R-bloggers

R For SEO Part 4: Functions

[This article was first published on R | Ben Johnston, and kindly contributed to R-bloggers]. (You can report issue about the content on this page here)
Want to share your content on R-bloggers? click here if you have a blog, or here if you don't.

R For SEO Part 4: Functions

Welcome back to part four of my series on using R for SEO. We’re at the halfway point now and hopefully you’re starting to see the power that the R language can bring to your optimisation and analysis.

Today we’re going to start making it feel like we’re programming – we’re going to be writing our own R functions, looking at the anatomy of a function and creating a few of the most common ones that I use in my SEO work.

I know, again, that this piece is super late. The last eighteen months has been a lot, but hopefully the next few months will give me more time.

As always, shares of this piece are highly appreciated, and if you’d like updates on when I drop new content, please sign up for my FREE email list using the form below.

Ready to go?

R Functions

Functions in R or any other programming language are basically commands. Every command we’ve used up until this point has included a function of some description. Think of them like Excel formulae.
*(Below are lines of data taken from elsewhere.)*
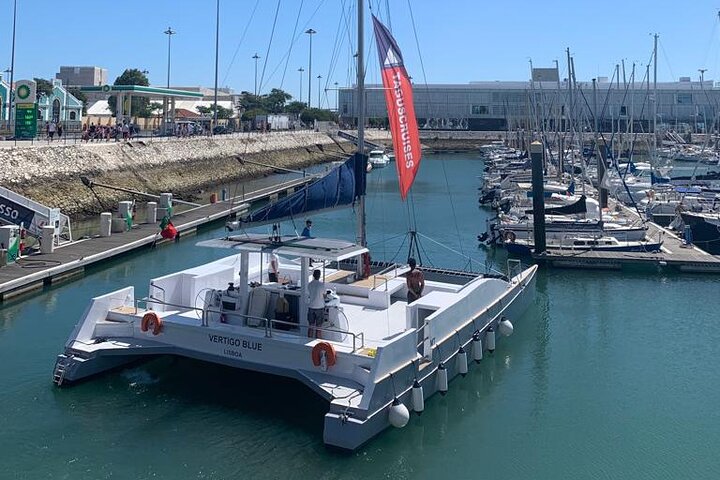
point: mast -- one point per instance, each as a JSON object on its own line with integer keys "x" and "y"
{"x": 361, "y": 233}
{"x": 654, "y": 98}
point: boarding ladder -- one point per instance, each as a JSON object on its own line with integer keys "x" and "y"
{"x": 59, "y": 371}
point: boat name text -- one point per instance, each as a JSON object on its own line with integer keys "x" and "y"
{"x": 235, "y": 342}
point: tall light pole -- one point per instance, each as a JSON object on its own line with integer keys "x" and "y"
{"x": 255, "y": 57}
{"x": 337, "y": 97}
{"x": 319, "y": 96}
{"x": 12, "y": 74}
{"x": 169, "y": 32}
{"x": 301, "y": 70}
{"x": 702, "y": 87}
{"x": 310, "y": 32}
{"x": 217, "y": 53}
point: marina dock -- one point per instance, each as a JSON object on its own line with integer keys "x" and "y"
{"x": 69, "y": 261}
{"x": 674, "y": 255}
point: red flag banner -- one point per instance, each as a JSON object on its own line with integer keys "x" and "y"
{"x": 401, "y": 110}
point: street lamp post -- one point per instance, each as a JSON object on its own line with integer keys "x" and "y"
{"x": 337, "y": 97}
{"x": 310, "y": 32}
{"x": 256, "y": 57}
{"x": 11, "y": 97}
{"x": 301, "y": 70}
{"x": 166, "y": 101}
{"x": 319, "y": 96}
{"x": 169, "y": 32}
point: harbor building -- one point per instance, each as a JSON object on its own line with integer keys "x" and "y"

But the advantage of programming is that we’re not limited to the ones that come in the box – we can create our own. This is where using R starts to feel like it’s real programming rather than just running a series of commands in a terminal, and when I started using it, functions were where it all really started to click.

The beauty of a function is that you can make it variable and, consequently, use it over and over again rather than writing the same commands constantly over the course of your analysis, and you can copy and paste them from one .R file into another and they’ll still work.

An R function can be as simple or as complex as you need it to be. You can make an entire piece of analysis run from one function if you need it to, but there are a few core elements that you should always be aware of.

Our First R Function

Again, an R function can be as simple or as complex as you need it to be, but the anatomy of that function will always have similarities.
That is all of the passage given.